Little Rock, Arkansas, native John Foster has been to his fair share of college graduation ceremonies in the last several years. He figured it was about time he became a participant.
"My kids inspired me to go back," Foster said. "Once they graduated, I wanted to do it. I'm set to retire in 20 months, and I want to do something besides just retire. I plan on going on and finding another job."
When Foster graduated from A-State's Bachelor of General Studies online program with an institutional 4.0 GPA in May 2018, he completed a higher education journey that began 42 years earlier. A major and highway patrol division commander in the Arkansas State Police, Foster is in his 35th year in law enforcement.
He originally started college at John Brown University in 1976 and held a 1.9 GPA at one point before moving on. Foster returned to school to complete his first degree as his father, Guy Foster, worked two jobs to finance his education. He graduated with an Associate of Arts from North Arkansas College in 1982.
"Completing my bachelor's degree is extremely gratifying," he said. "When I quit college and went to work, I was a junior. I felt incomplete. Now, I feel like I've completed what I set out to do forty-some years ago."
John Q. Law
Foster grew up a hunting and fishing enthusiast. Not surprisingly, a game warden position with the Arkansas Game and Fish Commission was his first job out of college. He was 22 years old.
"Once I got my foot in the door, I became associated with other law enforcement officers and state police and saw the level of professionalism the state police maintain and uphold," he said. "I knew that was what I wanted to do. After seven years, I switched over from the Game and Fish Commission to the State Police. I've done that for the last 28 years."
More than 30 years after Foster completed the associate degree program, his own kids graduated from college. His son, Matthew, earned a bachelor's degree in criminology from A-State and a master's degree in emergency management from Arkansas Tech University, while his daughter, Madison Dorman, earned a bachelor's degree in therapeutic recreation from Arkansas Tech.

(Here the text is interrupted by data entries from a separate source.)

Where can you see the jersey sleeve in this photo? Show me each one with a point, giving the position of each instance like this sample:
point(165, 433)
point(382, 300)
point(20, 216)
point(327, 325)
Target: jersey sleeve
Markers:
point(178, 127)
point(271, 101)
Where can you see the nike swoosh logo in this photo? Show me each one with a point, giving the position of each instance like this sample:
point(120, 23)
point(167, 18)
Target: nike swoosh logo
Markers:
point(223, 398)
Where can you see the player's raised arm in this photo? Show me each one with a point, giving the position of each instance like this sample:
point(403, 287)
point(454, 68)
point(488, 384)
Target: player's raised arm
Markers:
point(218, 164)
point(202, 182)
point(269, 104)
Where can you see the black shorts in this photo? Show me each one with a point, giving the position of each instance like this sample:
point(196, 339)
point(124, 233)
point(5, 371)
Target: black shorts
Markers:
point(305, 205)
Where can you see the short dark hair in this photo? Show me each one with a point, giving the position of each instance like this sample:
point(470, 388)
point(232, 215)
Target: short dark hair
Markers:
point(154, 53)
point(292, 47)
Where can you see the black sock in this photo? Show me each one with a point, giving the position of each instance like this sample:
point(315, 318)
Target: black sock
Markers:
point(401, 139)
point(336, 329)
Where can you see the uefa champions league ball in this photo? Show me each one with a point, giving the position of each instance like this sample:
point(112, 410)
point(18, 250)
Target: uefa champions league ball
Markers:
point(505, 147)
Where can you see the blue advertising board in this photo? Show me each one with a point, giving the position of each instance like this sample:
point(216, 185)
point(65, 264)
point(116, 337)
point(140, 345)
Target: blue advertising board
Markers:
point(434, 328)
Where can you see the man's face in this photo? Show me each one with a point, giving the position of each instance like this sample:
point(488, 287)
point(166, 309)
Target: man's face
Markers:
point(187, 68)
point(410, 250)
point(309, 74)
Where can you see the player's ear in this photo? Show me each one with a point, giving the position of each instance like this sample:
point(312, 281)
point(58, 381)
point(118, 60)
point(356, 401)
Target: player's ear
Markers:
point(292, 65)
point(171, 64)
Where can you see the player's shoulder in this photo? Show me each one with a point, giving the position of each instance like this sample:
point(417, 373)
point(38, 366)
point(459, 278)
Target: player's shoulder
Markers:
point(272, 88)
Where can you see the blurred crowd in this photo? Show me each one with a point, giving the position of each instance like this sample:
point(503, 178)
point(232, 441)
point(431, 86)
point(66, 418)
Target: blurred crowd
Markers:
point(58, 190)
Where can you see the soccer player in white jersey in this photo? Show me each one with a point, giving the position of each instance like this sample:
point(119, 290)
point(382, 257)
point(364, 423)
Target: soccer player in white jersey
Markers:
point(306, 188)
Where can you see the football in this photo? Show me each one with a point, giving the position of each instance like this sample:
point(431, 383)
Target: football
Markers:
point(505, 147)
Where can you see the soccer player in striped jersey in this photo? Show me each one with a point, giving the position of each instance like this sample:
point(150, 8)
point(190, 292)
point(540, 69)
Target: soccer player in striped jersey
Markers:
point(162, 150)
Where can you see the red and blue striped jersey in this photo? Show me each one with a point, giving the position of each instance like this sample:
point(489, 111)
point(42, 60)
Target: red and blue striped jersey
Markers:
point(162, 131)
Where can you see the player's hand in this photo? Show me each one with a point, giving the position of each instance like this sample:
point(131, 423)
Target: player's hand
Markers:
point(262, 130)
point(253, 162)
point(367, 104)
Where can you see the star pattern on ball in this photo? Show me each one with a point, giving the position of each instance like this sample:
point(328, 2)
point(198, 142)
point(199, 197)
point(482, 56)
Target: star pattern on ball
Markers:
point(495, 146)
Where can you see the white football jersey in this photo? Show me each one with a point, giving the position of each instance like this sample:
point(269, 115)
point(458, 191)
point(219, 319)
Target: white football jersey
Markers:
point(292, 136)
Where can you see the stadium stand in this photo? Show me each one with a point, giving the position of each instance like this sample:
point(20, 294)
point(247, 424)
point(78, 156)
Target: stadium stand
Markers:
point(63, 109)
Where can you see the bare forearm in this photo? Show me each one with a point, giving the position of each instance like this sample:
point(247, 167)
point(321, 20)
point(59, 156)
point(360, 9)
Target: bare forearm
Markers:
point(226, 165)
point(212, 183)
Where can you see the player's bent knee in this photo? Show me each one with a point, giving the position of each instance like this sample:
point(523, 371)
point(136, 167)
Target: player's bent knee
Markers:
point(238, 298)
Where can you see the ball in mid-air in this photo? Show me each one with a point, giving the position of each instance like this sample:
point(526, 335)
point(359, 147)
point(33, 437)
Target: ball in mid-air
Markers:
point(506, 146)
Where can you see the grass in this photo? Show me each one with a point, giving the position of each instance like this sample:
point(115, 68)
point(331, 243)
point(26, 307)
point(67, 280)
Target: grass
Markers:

Once all of that pomp and circumstance faded, Foster knew it was time to finish what he started.
"I work about 60 hours a week, so it's a little demanding," he said. "When you have your priorities set, you make time to do it. It was a few hours after work and a lot of hours on the weekends. You have to have your mind made up that it's what you want to do. You can do it. It's not impossible."
John Q. Online Student
The flexibility of the fully online format was the only way Foster could work school into his hectic schedule.
"I would take one class a session -- so two classes a semester," he said. "I have taken as many as four classes, but that was really tough. I see some of the discussion board responses that are four sentences, while mine are usually two or three paragraphs. I spend a little more time than others. I spent around 20 hours per week on school."
Foster chose A-State online and the general studies program primarily to leave his post-retirement job options wide open. He has some interest in risk management after he hangs up his badge and gun.
"A-State had what I needed at the time," he said. "They also took my transfer credit hours. I had different hours that I could use for emphasis areas that helped me out a lot. With general studies, you have several different ways you can go -- that's a benefit."
The online Bachelor of General Studies program course that Foster enjoyed most was IDS 3013: Critical Thinking in the Profession.
"I liked learning how to think critically," he said. "I wish more people did that, including myself. The last course that I took, [IDS 4023] Leadership in the Profession, was also beneficial. I've been in a leadership role for the last 19 years. It's a never-ending journey to become the best leader you can be."
John Q. Graduate
Foster, who also completed a 10-week course at the FBI National Academy in Quantico, Virginia, in 2012, received tons of support from his entire circle after enrolling with A-State online three years later.
"Everybody is very proud for me," he said. "They're very encouraging and supportive. Without my employer supporting me, I wouldn't have been this successful. I took leave to work on my finals, but they covered for me while I was gone. They're flexible, too."
Now that he is a proud graduate, Foster is doing plenty of fishing and bicycle riding in his hometown while putting the finishing touches on his law enforcement career. Even though he was extremely busy while enrolled in the online bachelor's degree program, time management made everything work.
"You need to be sure to have the time available to put forth the effort the online program requires," Foster said. "You need to have an idea of how much time you have available and use that time effectively. It's definitely worth it."
What better way to cap off the entire experience by walking the graduation stage himself?
"I had no choice," Foster said. "My kids made me go."